ミツルの太刀筋は間違いなく魔物の頭を捉えていた。
だが、その斬撃は効果がなかった。
魔物は黒い煙のように、分解して決闘広場の中央へと逃れたのだ。
残された月子は打突を放った姿勢で目を見開いたまま、気絶していた。
ミツルは月子が倒れないよう支え、ウテナと幹を庇うように立ち位置をとった。
黒煙は再び形を成すが、今度は、魔物の姿ではなかった。
チョークストライプグレーフランネルの細身のダブルのスーツを着こなした、
若い背の高い男になった。
白い歯とポケットチーフの白が眩しい。
「これは、会長。ごきげん麗しゅう」
「石岡社長秘書室長ォ」
「まあそう、お怒りにならず。
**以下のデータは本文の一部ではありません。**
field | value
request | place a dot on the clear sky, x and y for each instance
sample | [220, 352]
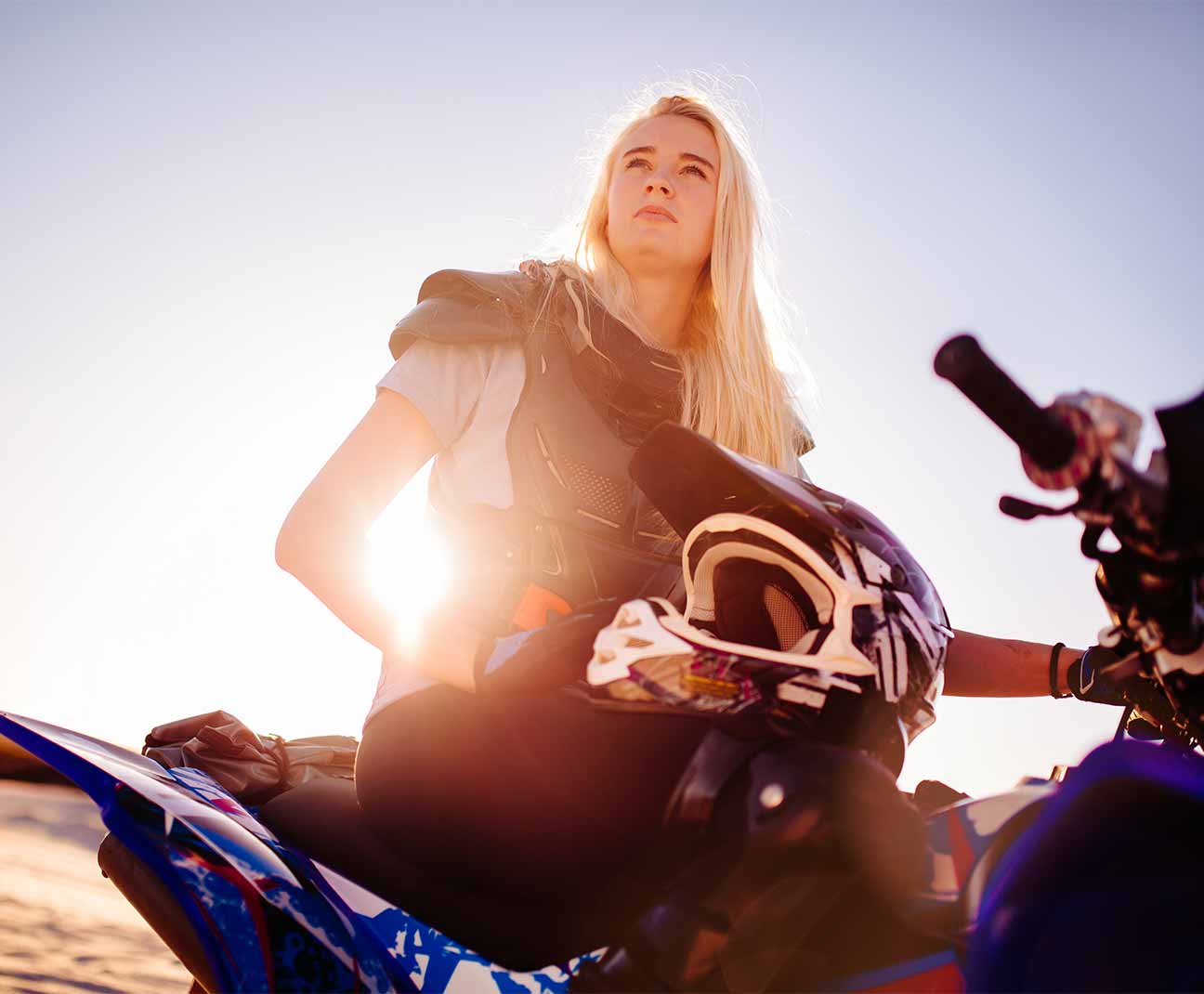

よくお考えください」
「何をッッッッッ?」
当然、ミツルは気色ばんだ。
石岡と呼ばれた魔物だった男は平然としていた。
「会長が職務を放り出して、普通の学生ゴッコをされるのは勝手ですが」
「それならば、お庭番の中から誰か新しい『薔薇の花嫁』を置いて行ってくれませんと…」
「本社の業務が滞ってしまいます」
「それで、CEOよりご下命がありまして、社長秘書室長のわたくしめが参りました」
ミツルは、怒りで土気色になったまま、
押し殺したような声で重ねて質問した。
「なぜ月子さんを狙った?」
「托塔さんが最も直情型であなたのためなら見境無く内なる宝剣を抜くという予測データがありまして」
「抜刀の過負荷でいちばん『薔薇の花嫁』になりやすいと判断されたからですよ」
「実際いまかなり危ないでしょう?」
ミツルは石岡社長秘書室長を射るように睨みつけたまま、
後ろにいるウテナと幹に声をかけた。
「姉様、それと薫幹…くん。月子さんを頼みます」
ぐったりとした月子はいつの間にか、もとの制服姿にもどっていた。
そして宝剣「数珠丸恒次」も消えている。
「わかった」
幹がさっと進み出てウテナより一歩早く月子をミツルから受け取った。
「ありがとう、それとさっきはごめんなさい」
いきなり素直に礼を言われ、謝られたので幹は面食らって真っ赤になった。
この場で敵でない男は自分ひとりだったが、何分ただの人である。
このような魔物との戦いに役に立てそうにはない。
せめてこの娘さんを護ることくらいはと買って出たのだった。
ウテナがその幹を庇う位置に立ったのを確認すると、
ミツルは突撃した。
「石岡ァ、生きて帰れるつもりか?」
「ちゃんとあの娘を連れ帰るつもりですけど…」
「ふざけるな」
秘書室長はポケットに手を突っ込んだまま、地上5センチくらいを滑るように飛んでいた。
ミツルもあり得ない速度に加速して行く。